I'm currently learning Intel x86 Assembly, and I've run into a problem while trying to construct a simple loop, which loops 10 times. It's supposed to stop after the 10 loops, but it keeps going on and on, forever.
This is the code that I am using:
section .data
msg db "Hello, World!", 0x0a
len equ $-msg
section .text
global _start
_start:
mov cx, 10 ; loop counter
_loop_start:
mov ebx, 0x01
mov ecx, msg
mov edx, len
mov eax, 0x04
int 0x80
dec cx
cmp cx, 0
jge _loop_start
_done:
mov ebx, 0x00
mov eax, 0x01
int 0x80
Before attempting to write this code, I looked at this tutorial for doing simple arithmetic.
I compile it like so:
nasm -f elf64 test.s -o test.o
And link like this:
ld -s -o test_exec test.o
Thanks in advance, Anickyan
If the "overwriting"-problem is solved and if we are begining with a counter of 10 for decreasing the counter each circuit and if we branch if the value of the counter is greater or equal than 0, then we become a looping of 11 times.
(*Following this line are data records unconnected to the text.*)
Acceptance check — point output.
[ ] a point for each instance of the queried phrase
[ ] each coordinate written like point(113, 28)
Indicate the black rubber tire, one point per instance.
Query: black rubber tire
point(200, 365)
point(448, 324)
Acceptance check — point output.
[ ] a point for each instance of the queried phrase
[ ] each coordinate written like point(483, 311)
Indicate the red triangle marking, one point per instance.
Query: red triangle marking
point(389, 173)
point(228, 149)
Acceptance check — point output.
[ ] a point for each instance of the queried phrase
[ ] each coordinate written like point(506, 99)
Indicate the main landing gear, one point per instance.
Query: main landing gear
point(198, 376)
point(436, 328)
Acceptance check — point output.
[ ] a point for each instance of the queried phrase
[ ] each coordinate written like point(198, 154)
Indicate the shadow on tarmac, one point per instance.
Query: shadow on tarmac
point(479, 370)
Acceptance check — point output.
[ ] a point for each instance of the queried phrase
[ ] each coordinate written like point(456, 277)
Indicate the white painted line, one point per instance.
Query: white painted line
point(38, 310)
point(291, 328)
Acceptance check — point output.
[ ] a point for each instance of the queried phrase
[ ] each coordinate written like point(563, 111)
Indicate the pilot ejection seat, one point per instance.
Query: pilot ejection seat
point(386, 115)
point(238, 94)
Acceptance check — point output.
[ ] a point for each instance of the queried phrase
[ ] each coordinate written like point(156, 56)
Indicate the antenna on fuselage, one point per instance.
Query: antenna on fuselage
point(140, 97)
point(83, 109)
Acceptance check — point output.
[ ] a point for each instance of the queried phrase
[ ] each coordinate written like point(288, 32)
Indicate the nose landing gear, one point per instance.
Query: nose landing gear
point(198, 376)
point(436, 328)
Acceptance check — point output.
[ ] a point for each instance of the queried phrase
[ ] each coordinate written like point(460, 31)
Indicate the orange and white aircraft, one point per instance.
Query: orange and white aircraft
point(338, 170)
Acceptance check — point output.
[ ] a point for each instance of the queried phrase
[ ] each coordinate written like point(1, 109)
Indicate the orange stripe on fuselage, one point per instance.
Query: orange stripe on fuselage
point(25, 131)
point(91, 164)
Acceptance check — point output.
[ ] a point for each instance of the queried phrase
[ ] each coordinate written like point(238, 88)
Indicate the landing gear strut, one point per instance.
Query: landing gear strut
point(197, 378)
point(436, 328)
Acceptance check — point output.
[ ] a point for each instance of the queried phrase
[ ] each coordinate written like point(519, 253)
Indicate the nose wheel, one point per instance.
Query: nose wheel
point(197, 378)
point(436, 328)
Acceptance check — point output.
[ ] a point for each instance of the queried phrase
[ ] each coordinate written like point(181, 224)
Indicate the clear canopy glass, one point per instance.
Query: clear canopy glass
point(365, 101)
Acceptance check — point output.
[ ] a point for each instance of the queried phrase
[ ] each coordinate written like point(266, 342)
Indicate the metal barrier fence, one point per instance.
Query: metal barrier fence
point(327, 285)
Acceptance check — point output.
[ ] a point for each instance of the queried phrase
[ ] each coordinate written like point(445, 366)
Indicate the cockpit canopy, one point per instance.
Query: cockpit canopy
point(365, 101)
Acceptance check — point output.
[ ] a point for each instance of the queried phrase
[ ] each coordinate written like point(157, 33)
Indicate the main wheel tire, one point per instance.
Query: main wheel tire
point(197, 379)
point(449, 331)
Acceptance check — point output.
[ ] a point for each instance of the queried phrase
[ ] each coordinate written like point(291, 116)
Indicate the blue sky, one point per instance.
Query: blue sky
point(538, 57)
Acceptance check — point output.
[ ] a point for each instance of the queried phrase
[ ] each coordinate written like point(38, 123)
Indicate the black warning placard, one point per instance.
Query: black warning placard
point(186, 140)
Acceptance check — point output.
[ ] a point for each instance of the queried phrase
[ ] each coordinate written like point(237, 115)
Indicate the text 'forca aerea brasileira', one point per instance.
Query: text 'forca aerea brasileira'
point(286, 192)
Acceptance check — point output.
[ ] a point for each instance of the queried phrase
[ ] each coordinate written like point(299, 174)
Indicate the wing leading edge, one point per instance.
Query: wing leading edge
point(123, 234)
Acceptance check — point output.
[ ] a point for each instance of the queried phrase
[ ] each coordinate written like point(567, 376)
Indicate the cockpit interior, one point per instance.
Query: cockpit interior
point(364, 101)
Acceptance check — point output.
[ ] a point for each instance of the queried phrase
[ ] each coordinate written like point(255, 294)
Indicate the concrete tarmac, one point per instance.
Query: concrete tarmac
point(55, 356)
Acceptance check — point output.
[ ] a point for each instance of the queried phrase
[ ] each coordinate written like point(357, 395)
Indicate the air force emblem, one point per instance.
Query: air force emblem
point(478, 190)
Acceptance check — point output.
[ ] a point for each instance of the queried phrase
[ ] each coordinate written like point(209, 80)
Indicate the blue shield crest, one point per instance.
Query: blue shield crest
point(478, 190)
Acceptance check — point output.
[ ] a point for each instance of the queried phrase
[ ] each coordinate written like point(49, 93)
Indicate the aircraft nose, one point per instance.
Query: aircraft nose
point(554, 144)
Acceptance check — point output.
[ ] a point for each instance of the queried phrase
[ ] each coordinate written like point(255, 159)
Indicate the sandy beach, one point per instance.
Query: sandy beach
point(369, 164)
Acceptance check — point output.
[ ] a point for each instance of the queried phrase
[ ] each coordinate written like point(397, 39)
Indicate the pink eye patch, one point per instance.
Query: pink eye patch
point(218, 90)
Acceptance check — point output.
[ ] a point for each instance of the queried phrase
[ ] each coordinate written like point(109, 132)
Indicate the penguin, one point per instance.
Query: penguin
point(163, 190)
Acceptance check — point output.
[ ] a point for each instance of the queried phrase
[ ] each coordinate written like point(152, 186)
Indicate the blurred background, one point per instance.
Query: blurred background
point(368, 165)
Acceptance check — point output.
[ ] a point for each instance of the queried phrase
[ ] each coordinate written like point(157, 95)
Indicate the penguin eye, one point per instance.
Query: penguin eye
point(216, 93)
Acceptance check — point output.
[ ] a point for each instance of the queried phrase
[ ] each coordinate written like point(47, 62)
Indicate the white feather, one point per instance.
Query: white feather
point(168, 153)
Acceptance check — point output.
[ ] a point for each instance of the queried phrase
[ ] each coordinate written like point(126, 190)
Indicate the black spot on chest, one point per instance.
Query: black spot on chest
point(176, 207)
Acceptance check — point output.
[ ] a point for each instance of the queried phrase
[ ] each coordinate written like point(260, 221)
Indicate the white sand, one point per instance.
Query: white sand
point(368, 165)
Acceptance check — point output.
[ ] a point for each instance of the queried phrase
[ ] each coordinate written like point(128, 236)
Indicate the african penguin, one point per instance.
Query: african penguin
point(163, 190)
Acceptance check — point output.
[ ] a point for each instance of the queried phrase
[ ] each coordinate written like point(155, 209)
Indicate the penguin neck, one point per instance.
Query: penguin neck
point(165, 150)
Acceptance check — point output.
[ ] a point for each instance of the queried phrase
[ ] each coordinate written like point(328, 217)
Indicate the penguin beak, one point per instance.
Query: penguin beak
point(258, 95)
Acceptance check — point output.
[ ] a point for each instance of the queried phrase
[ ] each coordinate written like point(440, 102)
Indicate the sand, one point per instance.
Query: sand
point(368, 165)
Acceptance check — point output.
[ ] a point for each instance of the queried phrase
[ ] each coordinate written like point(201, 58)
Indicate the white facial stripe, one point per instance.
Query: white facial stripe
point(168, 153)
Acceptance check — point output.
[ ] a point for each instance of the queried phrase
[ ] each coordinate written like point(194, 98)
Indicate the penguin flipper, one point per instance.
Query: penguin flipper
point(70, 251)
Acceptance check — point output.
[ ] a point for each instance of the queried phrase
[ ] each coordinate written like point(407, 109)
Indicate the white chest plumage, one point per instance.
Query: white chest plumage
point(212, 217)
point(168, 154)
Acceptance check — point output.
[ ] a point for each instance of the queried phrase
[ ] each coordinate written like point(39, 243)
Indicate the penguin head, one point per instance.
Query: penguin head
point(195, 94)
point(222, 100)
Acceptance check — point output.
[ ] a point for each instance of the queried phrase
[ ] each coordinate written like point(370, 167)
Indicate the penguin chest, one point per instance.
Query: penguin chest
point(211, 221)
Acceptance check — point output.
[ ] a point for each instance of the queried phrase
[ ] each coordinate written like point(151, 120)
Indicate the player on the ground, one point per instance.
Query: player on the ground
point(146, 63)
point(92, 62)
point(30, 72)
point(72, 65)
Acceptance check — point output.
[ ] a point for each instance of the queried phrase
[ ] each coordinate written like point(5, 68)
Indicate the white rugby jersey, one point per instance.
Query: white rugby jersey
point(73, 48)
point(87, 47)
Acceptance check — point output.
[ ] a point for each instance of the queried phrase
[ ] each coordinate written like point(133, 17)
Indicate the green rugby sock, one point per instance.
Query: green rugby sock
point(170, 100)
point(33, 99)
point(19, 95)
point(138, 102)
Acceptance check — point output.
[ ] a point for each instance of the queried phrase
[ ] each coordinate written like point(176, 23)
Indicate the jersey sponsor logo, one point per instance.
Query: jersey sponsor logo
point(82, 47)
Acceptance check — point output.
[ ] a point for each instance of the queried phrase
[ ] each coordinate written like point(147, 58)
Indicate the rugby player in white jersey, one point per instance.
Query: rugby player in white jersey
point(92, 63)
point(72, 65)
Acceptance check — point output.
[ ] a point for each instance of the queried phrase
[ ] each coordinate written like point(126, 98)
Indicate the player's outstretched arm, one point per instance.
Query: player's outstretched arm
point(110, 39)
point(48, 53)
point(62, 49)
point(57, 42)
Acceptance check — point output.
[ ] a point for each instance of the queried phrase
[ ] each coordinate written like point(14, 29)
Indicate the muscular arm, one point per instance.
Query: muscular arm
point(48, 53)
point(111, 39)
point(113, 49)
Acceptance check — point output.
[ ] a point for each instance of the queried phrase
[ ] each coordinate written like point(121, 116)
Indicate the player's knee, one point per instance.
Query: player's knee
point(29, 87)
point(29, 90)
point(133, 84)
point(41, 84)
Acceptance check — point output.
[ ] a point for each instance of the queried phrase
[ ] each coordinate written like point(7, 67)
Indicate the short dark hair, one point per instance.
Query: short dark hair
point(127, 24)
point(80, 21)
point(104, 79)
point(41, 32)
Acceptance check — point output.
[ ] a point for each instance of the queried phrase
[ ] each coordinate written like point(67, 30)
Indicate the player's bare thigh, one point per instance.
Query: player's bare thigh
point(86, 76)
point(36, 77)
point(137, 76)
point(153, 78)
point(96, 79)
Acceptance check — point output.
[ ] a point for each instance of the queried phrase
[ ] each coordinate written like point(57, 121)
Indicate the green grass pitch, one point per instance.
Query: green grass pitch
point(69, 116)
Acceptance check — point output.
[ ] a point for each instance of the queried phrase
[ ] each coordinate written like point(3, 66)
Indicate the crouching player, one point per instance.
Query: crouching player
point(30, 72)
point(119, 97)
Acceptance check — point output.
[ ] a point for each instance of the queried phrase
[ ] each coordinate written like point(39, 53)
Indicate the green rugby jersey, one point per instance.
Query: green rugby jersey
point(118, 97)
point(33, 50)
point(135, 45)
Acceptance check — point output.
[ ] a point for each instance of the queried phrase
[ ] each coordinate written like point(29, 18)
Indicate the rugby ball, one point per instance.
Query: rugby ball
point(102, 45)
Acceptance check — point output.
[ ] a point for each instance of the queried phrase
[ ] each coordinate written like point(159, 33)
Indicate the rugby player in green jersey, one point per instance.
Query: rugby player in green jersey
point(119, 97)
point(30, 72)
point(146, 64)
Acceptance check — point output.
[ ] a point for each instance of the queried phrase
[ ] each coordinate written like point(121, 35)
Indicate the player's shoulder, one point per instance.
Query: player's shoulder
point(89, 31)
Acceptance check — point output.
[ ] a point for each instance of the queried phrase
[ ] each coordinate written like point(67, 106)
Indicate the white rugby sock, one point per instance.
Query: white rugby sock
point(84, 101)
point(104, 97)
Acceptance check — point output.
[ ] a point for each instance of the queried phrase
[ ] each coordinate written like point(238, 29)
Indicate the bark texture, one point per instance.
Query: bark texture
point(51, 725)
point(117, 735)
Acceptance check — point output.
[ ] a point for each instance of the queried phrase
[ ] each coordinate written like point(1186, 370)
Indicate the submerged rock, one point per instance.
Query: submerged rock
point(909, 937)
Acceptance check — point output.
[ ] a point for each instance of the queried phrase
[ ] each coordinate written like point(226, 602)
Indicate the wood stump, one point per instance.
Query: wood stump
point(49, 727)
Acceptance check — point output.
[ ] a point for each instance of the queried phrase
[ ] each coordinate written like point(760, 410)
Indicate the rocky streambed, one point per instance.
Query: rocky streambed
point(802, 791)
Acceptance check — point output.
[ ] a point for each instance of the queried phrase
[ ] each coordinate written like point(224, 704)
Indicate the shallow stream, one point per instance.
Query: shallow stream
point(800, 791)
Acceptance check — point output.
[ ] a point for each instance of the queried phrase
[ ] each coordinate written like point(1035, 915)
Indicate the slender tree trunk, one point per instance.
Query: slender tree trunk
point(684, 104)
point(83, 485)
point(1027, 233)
Alternativly we can also use the zeroflag to branch (if the zeroflag is not set):
The "dec" instruction already involve the flag register, so we do not need the "cmp"-instruction, if we want to check if a value was decreasing to zero.
Dirk
cx is the lower 16 bit portion of ecx. Your code suggest that you may think that your loop will run 10 times (you set cx to 10 before the loop). But then you overwrite the value with the address of msg with
mov ecx, msg
. So you'll start to count down to 0 from the lower 16 bit of that number. But the decrement doesn't even have an effect since during the next iteration you overwrite the ecx again with the msg's address. And the loop start again. It's an infinite loop. Did you check the software in debugger? That can help a lot.